The main point, if it is not already obvious, is that any observation will not prove a model or belief false, unless it’s a very special and rare situation like M’ (and observing something M’ said was impossible). What we really or often mean when we say “Just look at R; E is false!” is that we have some rival model N in mind, a model which we are sure is true. McKibben is convinced that N = “death-from-the-skies global climate disruption” is true but uses an equation like (3) to prove N. This is a fallacy. Eq. (3) has nothing in the world to do with N; if E is true then no observation can prove E false, or even show it is unlikely because, of course, E is true.
Now for real temperatures, the model N could be true; but so could many other rival models, and so could a model like E, suitably modified. The climate Ec can be “the temperature can fall into one and only one of three buckets, labeled low, normal, high.” Thus Pr(high | Ec) = 1/3 and so on. Or Pr(high n times in a row | Ec & n) = (1/3)n as before. This means
(9) 0 < Pr( Ec | high n times in a row & n) < 1
just as before. Since there is no news about N in (9), N is irrelevant.
And just as before, we can start with an a priori judgment about the likelihood of N or Ec being true; and after seeing the data we can update these judgments. It will be the case, unless the a prior judgment is very skewed towards Ec, that N will be morel likely than Ec given the data.

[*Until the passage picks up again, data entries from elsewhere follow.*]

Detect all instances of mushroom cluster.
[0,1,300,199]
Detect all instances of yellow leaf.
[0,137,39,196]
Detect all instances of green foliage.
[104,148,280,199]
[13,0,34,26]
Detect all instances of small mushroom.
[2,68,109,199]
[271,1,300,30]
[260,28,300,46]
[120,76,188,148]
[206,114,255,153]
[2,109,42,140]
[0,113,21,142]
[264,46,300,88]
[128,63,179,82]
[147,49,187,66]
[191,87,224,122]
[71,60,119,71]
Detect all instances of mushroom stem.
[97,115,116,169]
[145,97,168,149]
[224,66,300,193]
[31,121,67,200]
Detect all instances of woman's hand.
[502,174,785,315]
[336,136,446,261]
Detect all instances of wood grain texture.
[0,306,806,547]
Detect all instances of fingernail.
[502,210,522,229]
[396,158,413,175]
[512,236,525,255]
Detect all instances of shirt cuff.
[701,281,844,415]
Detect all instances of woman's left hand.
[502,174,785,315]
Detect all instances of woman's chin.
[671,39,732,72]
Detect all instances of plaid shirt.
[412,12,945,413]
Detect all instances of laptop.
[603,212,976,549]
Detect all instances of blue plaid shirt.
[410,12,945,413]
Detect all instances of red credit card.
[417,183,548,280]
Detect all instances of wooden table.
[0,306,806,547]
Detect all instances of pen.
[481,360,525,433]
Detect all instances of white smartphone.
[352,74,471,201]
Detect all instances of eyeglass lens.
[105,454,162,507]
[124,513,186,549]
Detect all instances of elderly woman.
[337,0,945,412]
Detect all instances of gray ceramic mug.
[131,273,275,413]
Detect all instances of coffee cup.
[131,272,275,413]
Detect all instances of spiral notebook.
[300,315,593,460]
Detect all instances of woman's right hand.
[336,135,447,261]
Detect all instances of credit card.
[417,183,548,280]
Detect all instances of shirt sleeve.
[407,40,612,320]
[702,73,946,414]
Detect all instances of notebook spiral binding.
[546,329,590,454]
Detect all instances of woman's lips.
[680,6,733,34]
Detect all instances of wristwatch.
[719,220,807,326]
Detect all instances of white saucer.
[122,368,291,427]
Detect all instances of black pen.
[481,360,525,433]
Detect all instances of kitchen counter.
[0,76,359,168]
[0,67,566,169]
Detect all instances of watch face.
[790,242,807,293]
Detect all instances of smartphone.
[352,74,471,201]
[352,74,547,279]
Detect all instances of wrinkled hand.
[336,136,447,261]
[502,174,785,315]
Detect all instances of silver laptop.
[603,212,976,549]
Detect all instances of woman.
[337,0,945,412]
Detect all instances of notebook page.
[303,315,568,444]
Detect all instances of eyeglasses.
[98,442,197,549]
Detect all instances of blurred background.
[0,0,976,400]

But this does not mean that N is more likely true when judged against other models of the climate. We can, as we have just seen, compare N only against the straw man Ec, but this gives no evidence whatsoever about N and (say) W = “a climate model which does not assume the world will soon end unless new taxes are raised and given to politicians” (or any other climate model we might imagine).
It is therefore cheating, like all straw man arguments are cheating, not to use the best available competitor to N.